The Conseil interprofessionnel du cacao et du café (CICC) on March 24, 2026 inaugurated Cameroon’s first robusta coffee post-harvest processing center in Baditoum, in the country’s East region. Equipped with a fermentation room and drying areas, the facility is designed to use specialized processing techniques to produce high-quality coffee beans.
“This excellence center marks the beginning of specialty coffee production in Cameroon,” said Akanksa Gupta, an expert from the Specialty Coffee Association, who traveled to Baditoum for the inauguration. “The more we focus on quality, the easier it becomes to access niche markets, where coffee can be sold at better prices for producers,” said Anselme Gouthon, president of the Association des cafés robusta d’Afrique et de Madagascar (Acram), who welcomed the initiative.
With this push to improve the quality of robusta coffee, the CICC aims to replicate a model that has already delivered results in the cocoa sector. The construction of post-harvest cocoa centers across many of Cameroon’s growing regions has helped farmers increase their earnings by partnering with the Confédération des chocolatiers et confiseurs de France, whose members buy beans directly from cooperatives at prices set at the start of each season.

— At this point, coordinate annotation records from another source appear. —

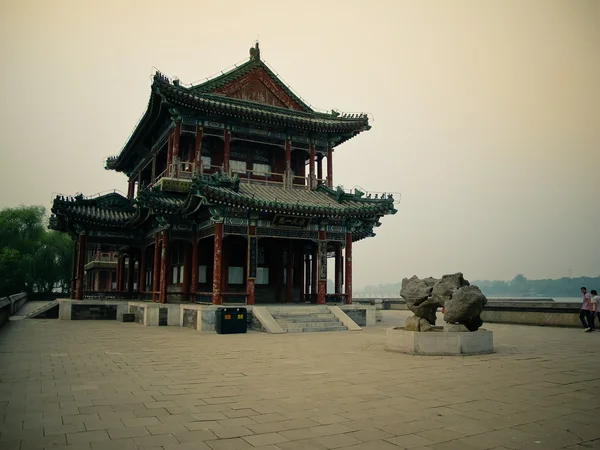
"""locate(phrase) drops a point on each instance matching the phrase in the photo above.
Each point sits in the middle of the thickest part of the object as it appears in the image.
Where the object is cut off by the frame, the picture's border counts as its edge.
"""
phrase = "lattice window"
(206, 162)
(237, 166)
(236, 275)
(202, 274)
(262, 275)
(261, 169)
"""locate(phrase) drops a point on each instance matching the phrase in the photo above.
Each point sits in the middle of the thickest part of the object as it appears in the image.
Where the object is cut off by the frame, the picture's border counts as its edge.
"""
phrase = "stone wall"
(138, 313)
(190, 317)
(93, 312)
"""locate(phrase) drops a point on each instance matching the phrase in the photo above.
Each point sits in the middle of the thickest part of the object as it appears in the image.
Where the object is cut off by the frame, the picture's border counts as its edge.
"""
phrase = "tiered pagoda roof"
(221, 99)
(117, 212)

These facilities have also boosted the international profile of Cameroonian cocoa. On Feb. 20, 2026, in Amsterdam, Cameroon won the gold medal in the Africa and Indian Ocean category at the 10th edition of the Cocoa of Excellence Awards, held alongside the Cocoa Trade Fair.
In June 2023, Cameroon was admitted alongside Ghana into the group of “fine cocoa” producers — a category previously limited to South American countries, Commerce Minister Luc Magloire Mbarga Atangana said.
This momentum, which has put Cameroonian cocoa in the international spotlight, is now extending to the coffee sector through the post-harvest center in Baditoum.